Coronavirus: 19 members of ‘NHS family’ have now died, says health secretary

Announcement comes after UK records worst total daily death toll from coronavirus 

Maya Oppenheim
Saturday 11 April 2020 09:19 BST
Hancock gives death toll update and claims enough capacity to test NHS staff

The health secretary has announced that 19 NHS workers have died from coronavirus as the pandemic continues to escalate.

Matt Hancock said work was being carried out to assess whether the NHS staff came into contact with the virus while fighting the crisis on the front lines or outside of the workplace.

The announcement comes after the trade union for doctors warned personal protective equipment (PPE) supplies in London and Yorkshire are at “dangerously low levels”.​​

Mr Hancock told BBC Breakfast on Saturday: “Very sadly, 19 members of the NHS family have died. My heart goes out to their families. These are people who have put themselves on the front line.

“Work is going on to establish whether they caught coronavirus in the line of duty while at work or whether, like so many other people, caught it [while going about] the rest of their lives. It is obviously quite difficult to work that out.”

Mr Hancock, who has recently recovered from the virus, added: “I’m particularly struck at the high proportion of people from minority ethnic backgrounds and people who have come to this country to work in the NHS who have died of coronavirus. I find it really upsetting actually.”

The warning comes after the UK recorded its worst daily death toll from the coronavirus outbreak – with a record increase of 980 on the previous day.

This figure, which refers to those who died in UK hospitals in the space of just 24 hours, is a higher daily fatality rate than Spain or Italy has recorded. It increases the total UK death rate to 8,958.​

Dame Donna Kinnair, general secretary of the Royal College of Nursing, said nurses are telling her every day they do not have adequate amounts of PPE which includes essential items such as hand sanitiser, gloves, aprons, and face masks.

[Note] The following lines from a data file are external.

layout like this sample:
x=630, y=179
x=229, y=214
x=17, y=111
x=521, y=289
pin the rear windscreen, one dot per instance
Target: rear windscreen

A consultant who warned Boris Johnson about the need for more PPE to keep NHS staff safe amid the coronavirus emergency also died from the virus.

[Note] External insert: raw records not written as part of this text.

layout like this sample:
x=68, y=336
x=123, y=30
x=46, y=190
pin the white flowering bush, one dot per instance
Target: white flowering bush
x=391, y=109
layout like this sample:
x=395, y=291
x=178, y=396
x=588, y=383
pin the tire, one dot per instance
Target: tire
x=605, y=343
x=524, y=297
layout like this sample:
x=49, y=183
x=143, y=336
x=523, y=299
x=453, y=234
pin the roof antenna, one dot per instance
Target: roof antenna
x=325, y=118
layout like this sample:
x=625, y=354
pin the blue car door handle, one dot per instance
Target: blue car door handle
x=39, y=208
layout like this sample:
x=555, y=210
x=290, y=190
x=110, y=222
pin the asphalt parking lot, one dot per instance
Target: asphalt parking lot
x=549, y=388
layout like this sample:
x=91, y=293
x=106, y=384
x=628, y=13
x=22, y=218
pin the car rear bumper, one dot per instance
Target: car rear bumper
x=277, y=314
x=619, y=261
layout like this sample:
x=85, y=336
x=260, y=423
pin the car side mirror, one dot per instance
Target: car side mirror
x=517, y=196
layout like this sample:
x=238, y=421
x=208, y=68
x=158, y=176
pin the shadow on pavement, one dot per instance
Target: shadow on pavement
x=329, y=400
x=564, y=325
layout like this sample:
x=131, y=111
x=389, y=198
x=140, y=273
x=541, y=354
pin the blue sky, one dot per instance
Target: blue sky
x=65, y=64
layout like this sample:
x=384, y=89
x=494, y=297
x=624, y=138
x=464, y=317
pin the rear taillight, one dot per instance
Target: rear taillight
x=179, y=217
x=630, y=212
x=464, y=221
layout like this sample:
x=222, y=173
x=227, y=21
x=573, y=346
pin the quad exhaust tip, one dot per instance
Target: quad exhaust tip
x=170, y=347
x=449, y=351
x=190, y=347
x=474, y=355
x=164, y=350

Abdul Mabud Chowdhury, a 53-year-old urologist who worked at Homerton Hospital in Hackney, east London, begged the prime minister to “ensure personal protective equipment (PPE) for each and every NHS worker” in a Facebook post last month.

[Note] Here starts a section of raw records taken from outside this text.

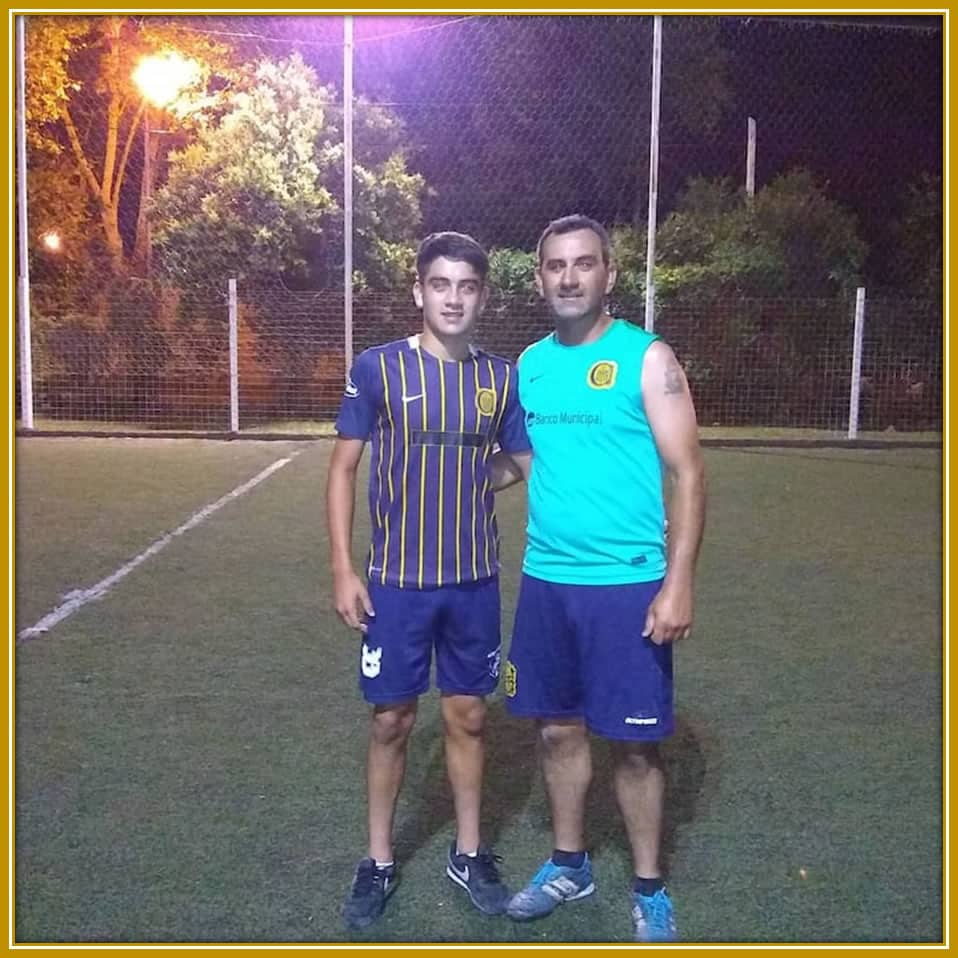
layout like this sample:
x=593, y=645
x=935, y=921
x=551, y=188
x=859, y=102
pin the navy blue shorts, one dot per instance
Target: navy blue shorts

Mr Chowdhury, who has been hailed a “hero”, suffered from no underlying health conditions. The consultant, who died after spending 15 days in hospital in Romford, told Mr Johnson that healthcare staff have a “human right like others to live in this world disease-free with our family and children”.

Mr Johnson has been facing mounting pressure to tackle the failure to get sufficient amounts of PPE to frontline workers battling against the coronavirus outbreak.

Some 3,963 doctors warned they were “putting their lives on the line every day” due to being denied sufficient protective gear in an open letter in The Sunday Times.

“Intensive care doctors and anaesthetists have told us they have been carrying out the highest-risk procedure, putting a patient on a ventilator, with masks that expired in 2015,” the letter, which was published at the end of March, said.